Während der 51-fache Mörder von Christchurch, Neuseeland, Muslime als Grund für seinen Amoklauf anführte, macht C. eine „hispanische Invasion in Texas“ geltend, die auf einen Austausch der weißen Mehrheitsbevölkerung gegen Latinos hinauslaufe.

Ermittler gehen davon aus, dass der bei seinen Eltern gemeldete junge Mann sich deshalb El Paso ausgesucht hat. Die 680.000-Einwohner-Stadt an der mexikanischen Grenze kam zuletzt oft im Zusammenhang mit dem Ansturm von Flüchtlingen aus Lateinamerika in den Medien vor.

Wie Tarrant, so hat offenbar auch C. seine Gedankenwelt an dem in der rechtsextremistischen Szene verehrten Buch „The Grand Replacement“ von Renaud Camus ausgerichtet. Der Franzose gilt als Vordenker des angeblich bevorstehenden Untergangs der „weißen Rasse“ durch muslimische Masseneinwanderung.  Crusius hat offenbar Muslime durch Latinos ersetzt.

Neue Waffendebatte

US-Präsident Trump habe mit seinem Mordentschluss nichts zu tun, schreibt C., er sei schon Rassist gewesen, bevor Trump ins Amt kam. Indirekt rühmt C. die im Gegensatz zu Europa hohe Verfügbarkeit von Waffen in Amerika, die seine Tat nach Ansicht von Experten begünstigt hat. In Texas gilt etwa seit 2016 „open carry“. Wer eine Waffenlizenz hat, darf sein Schießeisen fast überall offen tragen.

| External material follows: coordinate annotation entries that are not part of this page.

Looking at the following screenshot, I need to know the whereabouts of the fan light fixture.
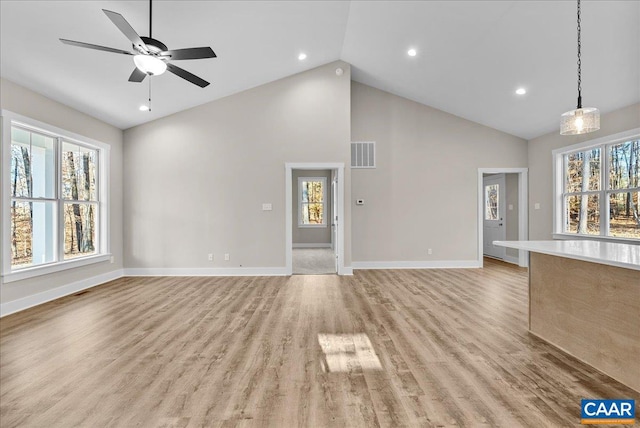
[133,55,167,76]
[560,0,600,135]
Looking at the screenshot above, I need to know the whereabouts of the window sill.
[553,233,640,245]
[2,254,111,283]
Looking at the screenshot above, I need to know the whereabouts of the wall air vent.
[351,141,376,168]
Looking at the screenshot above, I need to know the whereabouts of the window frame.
[551,128,640,244]
[0,110,111,283]
[298,177,327,228]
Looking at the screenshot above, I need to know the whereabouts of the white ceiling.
[0,0,640,139]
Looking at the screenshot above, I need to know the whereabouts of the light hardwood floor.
[0,260,640,428]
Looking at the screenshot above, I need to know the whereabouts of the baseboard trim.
[0,269,124,318]
[351,260,480,269]
[124,267,287,276]
[293,243,331,248]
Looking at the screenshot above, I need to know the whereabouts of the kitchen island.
[494,240,640,391]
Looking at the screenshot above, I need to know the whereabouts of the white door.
[331,170,338,272]
[482,174,507,259]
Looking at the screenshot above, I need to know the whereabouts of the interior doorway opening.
[285,163,344,275]
[478,168,529,267]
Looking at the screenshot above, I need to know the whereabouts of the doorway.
[482,174,513,260]
[285,163,344,275]
[478,168,529,267]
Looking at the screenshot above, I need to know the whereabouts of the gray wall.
[124,62,351,268]
[504,174,519,259]
[351,82,527,262]
[528,104,640,240]
[0,79,123,303]
[291,169,332,246]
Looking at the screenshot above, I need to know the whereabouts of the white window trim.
[551,128,640,244]
[298,177,327,229]
[0,110,111,283]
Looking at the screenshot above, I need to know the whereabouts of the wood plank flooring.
[0,260,640,428]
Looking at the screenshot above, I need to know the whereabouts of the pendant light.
[560,0,600,135]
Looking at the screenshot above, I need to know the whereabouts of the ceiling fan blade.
[60,39,133,55]
[129,67,147,83]
[102,9,149,52]
[167,64,209,88]
[160,47,216,60]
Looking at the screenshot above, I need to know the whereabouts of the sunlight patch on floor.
[318,333,382,372]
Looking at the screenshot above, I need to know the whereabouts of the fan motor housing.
[138,36,168,54]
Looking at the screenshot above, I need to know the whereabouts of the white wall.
[291,169,332,246]
[350,82,527,265]
[527,103,640,240]
[124,62,351,270]
[0,79,123,305]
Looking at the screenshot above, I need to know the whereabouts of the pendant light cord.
[578,0,582,108]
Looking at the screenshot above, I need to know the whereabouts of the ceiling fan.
[60,0,216,88]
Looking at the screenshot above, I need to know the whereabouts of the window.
[554,129,640,240]
[484,184,500,220]
[3,112,108,281]
[298,177,327,227]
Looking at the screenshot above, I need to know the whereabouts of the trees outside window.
[10,124,101,271]
[298,177,327,227]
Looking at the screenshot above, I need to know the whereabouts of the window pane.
[62,141,98,201]
[301,203,324,224]
[609,192,640,238]
[484,184,500,220]
[564,149,600,193]
[64,203,97,260]
[609,140,640,189]
[11,201,56,269]
[564,195,600,235]
[300,181,324,202]
[11,127,56,198]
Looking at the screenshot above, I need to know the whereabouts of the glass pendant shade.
[133,55,167,76]
[560,107,600,135]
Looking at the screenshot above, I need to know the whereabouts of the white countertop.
[493,240,640,271]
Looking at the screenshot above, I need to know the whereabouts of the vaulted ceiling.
[0,0,640,139]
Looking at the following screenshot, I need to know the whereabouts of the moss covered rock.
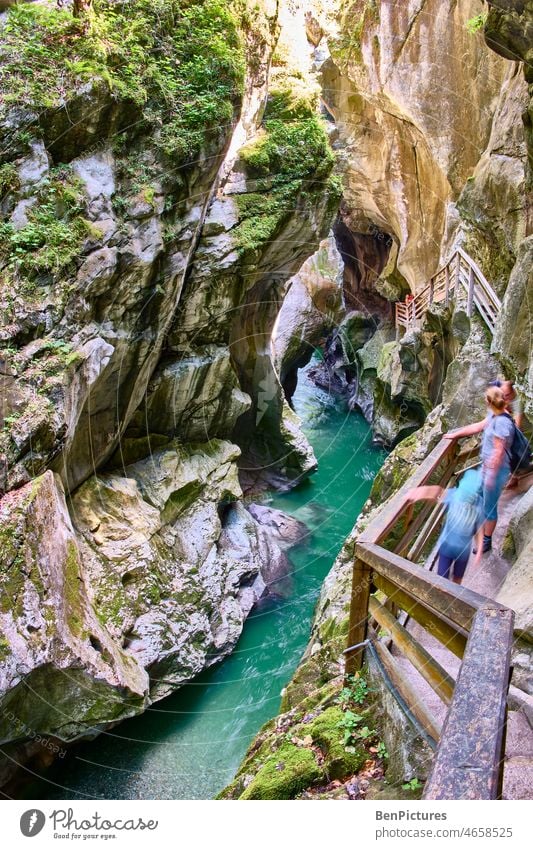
[239,743,324,799]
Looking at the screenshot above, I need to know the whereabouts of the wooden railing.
[346,439,514,799]
[395,248,501,333]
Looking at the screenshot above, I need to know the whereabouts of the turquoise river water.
[21,358,384,799]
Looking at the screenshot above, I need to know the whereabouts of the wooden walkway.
[346,440,533,799]
[395,248,501,334]
[392,479,533,799]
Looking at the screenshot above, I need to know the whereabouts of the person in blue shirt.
[406,469,484,584]
[444,386,514,554]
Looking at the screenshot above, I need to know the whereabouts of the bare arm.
[474,525,483,566]
[442,419,487,439]
[405,486,444,504]
[485,436,505,487]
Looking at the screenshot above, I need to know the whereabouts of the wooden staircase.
[345,439,522,799]
[395,248,501,334]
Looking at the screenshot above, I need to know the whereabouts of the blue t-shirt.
[481,413,514,471]
[438,487,484,559]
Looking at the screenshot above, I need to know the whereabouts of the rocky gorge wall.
[0,0,533,798]
[221,0,533,799]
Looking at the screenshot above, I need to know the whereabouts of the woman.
[444,386,514,554]
[406,469,484,584]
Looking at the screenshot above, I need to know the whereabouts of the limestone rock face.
[493,236,533,416]
[136,345,251,442]
[322,0,508,290]
[0,471,148,741]
[0,0,276,490]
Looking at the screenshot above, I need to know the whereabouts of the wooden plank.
[466,268,475,318]
[358,439,457,543]
[369,628,441,742]
[374,573,468,658]
[355,542,487,631]
[369,598,455,705]
[457,248,501,309]
[394,454,456,560]
[424,603,514,799]
[346,558,372,675]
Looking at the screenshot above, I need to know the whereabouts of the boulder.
[497,489,533,644]
[0,471,148,741]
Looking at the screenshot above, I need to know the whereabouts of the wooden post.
[423,603,514,799]
[345,558,371,675]
[453,251,461,298]
[466,268,475,318]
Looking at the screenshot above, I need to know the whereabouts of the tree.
[72,0,93,18]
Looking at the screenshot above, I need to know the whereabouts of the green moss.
[306,707,368,780]
[0,162,20,200]
[240,743,324,799]
[318,616,350,643]
[63,540,84,637]
[329,0,379,66]
[0,168,88,280]
[0,510,26,613]
[466,12,487,35]
[233,77,336,253]
[0,0,245,159]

Heuer gab es in den USA laut New York Times bereits 32 „Mass-Shootings“ (mehr als drei Tote) – eine neue Waffendebatte  zieht herauf.  „Wie kann unser Land das tolerieren?“, fragte die demokratische Präsidentschaftskandidatin Kamala Harris,  ihre parteiinternen Konkurrenten äußerten sich ähnlich.

Präsident Trump, der schärfere Waffengesetze bisher ablehnte, tat  auf Twitter kurz seine Anteilnahme kund, sagte Hilfe des Bundes zu und verabschiedete sich – anders als in anderen Fällen, die die Nation bewegen – über viele Stunden ins digitale Off.  Samstagabend dann ein kurzer Nachklapp: Die Tat sei ein „Akt der Feigheit“ gewesen.

Mehrere prominente Demokraten machten Trump, der Mexikaner einmal pauschal als Vergewaltiger und Kriminelle bezeichnet hatte, für das geistige Klima mitverantwortlich, in dem die Tat geschah.

In Washington wurde damit gerechnet, dass Justizminister William Barr das Blutbad als „Hassverbrechen“ einstufen und Bundesrecht anwenden würde. C. könnte im Falle einer Verurteilung die Todesstrafe drohen.